In die Röhre gucken – Im Solar Info Center diskutierten Experten über Sinn und Unsinn des Stadttunnels Bauen & Wohnen | 14.02.2023 | Lars Bargmann

Schützenallee-Tunnel Und ab unter die Erde: Bei Maria-Hilf verschwinden täglich Zehntausende Autos im Schützenallee-Tunnel.

Stadtplanerische Zukunft oder der Weg ins Abseits? So war die jüngste Veranstaltung zum Freiburger Stadttunnel überschrieben. Wobei unklar blieb, was das mit dem Abseits auf sich hatte. Aber um in der Fußballsprache zu bleiben: Das Stadion war ausverkauft, die Contra-Tunnel-Referenten waren in einer 4:1-Überzahlsituation, Freiburgs Baubürgermeister Martin Haag wehrte sich aber mit zielstrebigen Kontern durchaus erfolgreich gegen die Übermacht am Rednerpult – und im Rund.

Wer allein klimapolitisch argumentiert, muss den 1,8 Kilometer langen Stadttunnel ablehnen. Der unterirdische Lückenschluss zwischen Schützenalleetunnel und Kronenbrücke verursacht mehr als 320.000 Tonnen Kohlendioxid (Co2), was sich durch den Betrieb des Tunnels mit flüssigerem Verkehr rechnerisch erst in 122 Jahren amortisiert, wie der Berliner Verkehrsforscher Axel Schwipps vorrechnete. Das ist etwa der Zeitraum, der auch bei einer Untersuchung verschiedener U-Bahn-Verlängerungen in der Hauptstadt herausgekommen war. „Wir müssen aufhören, den Straßenverkehr zu fördern“, bilanzierte Schwipps und kassierte Beifall vom Publikum.

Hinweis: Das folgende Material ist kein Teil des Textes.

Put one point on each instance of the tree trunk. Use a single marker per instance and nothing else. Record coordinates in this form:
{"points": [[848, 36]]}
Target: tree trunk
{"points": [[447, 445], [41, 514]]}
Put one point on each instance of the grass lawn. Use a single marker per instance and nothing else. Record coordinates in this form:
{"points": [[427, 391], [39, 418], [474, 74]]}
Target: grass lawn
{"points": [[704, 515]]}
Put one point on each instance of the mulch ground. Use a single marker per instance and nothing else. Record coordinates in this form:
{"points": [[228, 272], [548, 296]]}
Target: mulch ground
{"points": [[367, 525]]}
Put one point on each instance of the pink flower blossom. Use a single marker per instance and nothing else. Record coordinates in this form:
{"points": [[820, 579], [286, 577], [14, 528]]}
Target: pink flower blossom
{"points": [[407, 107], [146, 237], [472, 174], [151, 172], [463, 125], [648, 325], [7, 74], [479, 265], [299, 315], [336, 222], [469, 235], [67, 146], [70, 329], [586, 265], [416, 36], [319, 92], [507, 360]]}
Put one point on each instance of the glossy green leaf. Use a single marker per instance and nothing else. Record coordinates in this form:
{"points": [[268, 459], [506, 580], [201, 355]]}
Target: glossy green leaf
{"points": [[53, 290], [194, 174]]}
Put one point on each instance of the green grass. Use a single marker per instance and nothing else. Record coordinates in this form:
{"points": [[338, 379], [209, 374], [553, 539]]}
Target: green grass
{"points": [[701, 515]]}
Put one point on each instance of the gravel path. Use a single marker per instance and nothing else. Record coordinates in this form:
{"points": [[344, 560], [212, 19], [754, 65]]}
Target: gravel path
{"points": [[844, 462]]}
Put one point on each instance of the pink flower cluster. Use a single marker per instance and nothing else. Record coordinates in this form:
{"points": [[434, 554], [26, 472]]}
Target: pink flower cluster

Live zugeschaltet war Holger Heinfellner, Mobilitätsexperte beim österreichischen Umweltbundesamt in Wien. Er war Teil einer Gruppe, die im Auftrag des Verkehrs- und Umweltministeriums die Klimawirkung des seit 20 Jahren geplanten 8,2 Kilometer langen Lobautunnels im Wiener Umland untersucht hatte. Nach der Veröffentlichung der Ergebnisse stoppte Ministerin Leonore Gewessler (Grüne) im November 2021 gegen den heftigen Widerstand des Wiener Bürgermeisters Michael Ludwig das umstrittene Milliardenprojekt.

„Wie die Deutschen bis 2045 müssen auch wir den Verkehr emissionsfrei kriegen. Bis 2040. Das erreichen wir nur durch eine Reduktion der Verkehrsleistung auf der Straße. Der Bau neuer Straßen generiert mehr Verkehr.“ Applaus.

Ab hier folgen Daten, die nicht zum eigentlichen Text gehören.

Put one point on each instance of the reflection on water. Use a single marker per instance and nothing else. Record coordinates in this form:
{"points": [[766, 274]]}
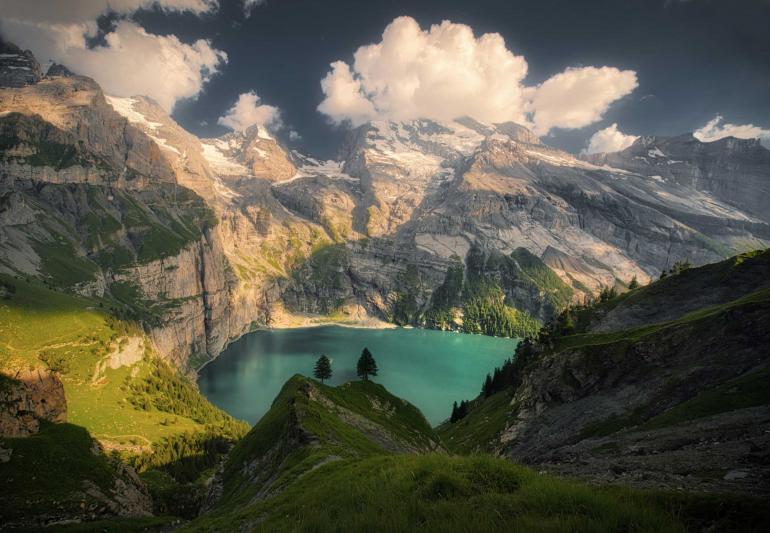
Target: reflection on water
{"points": [[431, 369]]}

»Mitten durchs Herz von Freiburg«

Martin Haag war ohne große Beifallsambitionen gekommen. „Die B31 geht mitten durchs Herz von Freiburg. Die Einwohnerzahlen werden weiterwachsen, wir brauchen also weiter auch die Innenentwicklung und damit auch hochwertige Freiflächen.“ Der Raum südlich und nördlich der Dreisam sei „viel zu schade, um da 60.000 Autos fahren zu lassen“.

Auf einer Grafik stand die Angabe „15 Hektar“. Diese Fläche, so groß wie 21 Fußballfelder, böte das Potenzial für eine „Stadt am Fluss“, einen „Dreisampark“. Eine Ausbuchtung bezieht dabei auch den Bereich rund ums Schwabentor mit ein.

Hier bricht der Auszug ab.